Steve Bartkowski was cool. We’re talking Fonzie/Barney Stinson cool.
Good looking California dude, with the blonde hair flowing out from his helmet…and I like girls. A lot. So if he was good looking to guys, I can’t dare imagine his effect on women.
Plus, he was a great quarterback. How great? He drove Vince Ferragamo to the bench at Cal. Vince then transferred to Nebraska, became an All-American, and eventually QB’d the LA Rams to the most unlikely Super Bowl appearance ever. But all that happened because Bartkowski was better.
And the name.
A Surfer Dude with the name of a 1950’s NFL offensive lineman? We’re not talking abusive parents like those of Claude Crabb, Dick Wood or Fair Hooker. His parents KNEW that with a name like “Steve Bartkowski”, he’d be kicking ass whether he was playing football, working as a private detective or running a day care.

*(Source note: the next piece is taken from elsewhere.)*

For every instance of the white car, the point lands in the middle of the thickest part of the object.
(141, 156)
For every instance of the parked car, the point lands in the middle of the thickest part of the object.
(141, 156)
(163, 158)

In 1975, he was the NFL’s rookie of the year, and as a result got this awesome card in 1976, which simply encapsulated his cool factor onto cardboard for eternity. This card is simply one of the best looking cards Topps ever produced, and Bartkowski (that is so cool that I prefer it to just calling him “Steve”) was up to the task of deserving it.
Sadly, he was only slightly luckier than Archie Manning when it came to his team. Where Archie played for a New Orleans Saints team that he could have successfully sued for non-support and emotional abuse, Bartkowski played for an Atlanta Falcons team that still looked at itself as an expansion franchise a decade after its formation…until the 1978 and 1980 seasons. The years where almost everything came together…until the Dallas Cowboys ruined everything with their evil mojo. The Falcons and Bartkowski never meshed again, thanks to Dallas’s sorcery.
Eventually, Bartkowski’s #10 was retired by the Falcons, and he was named to the Polish American Sports Hall of Fame (take THAT, Canton!) and the College Football Hall of Fame. He survived Stage 2 colon cancer. And he fishes in Montana. How cool is that?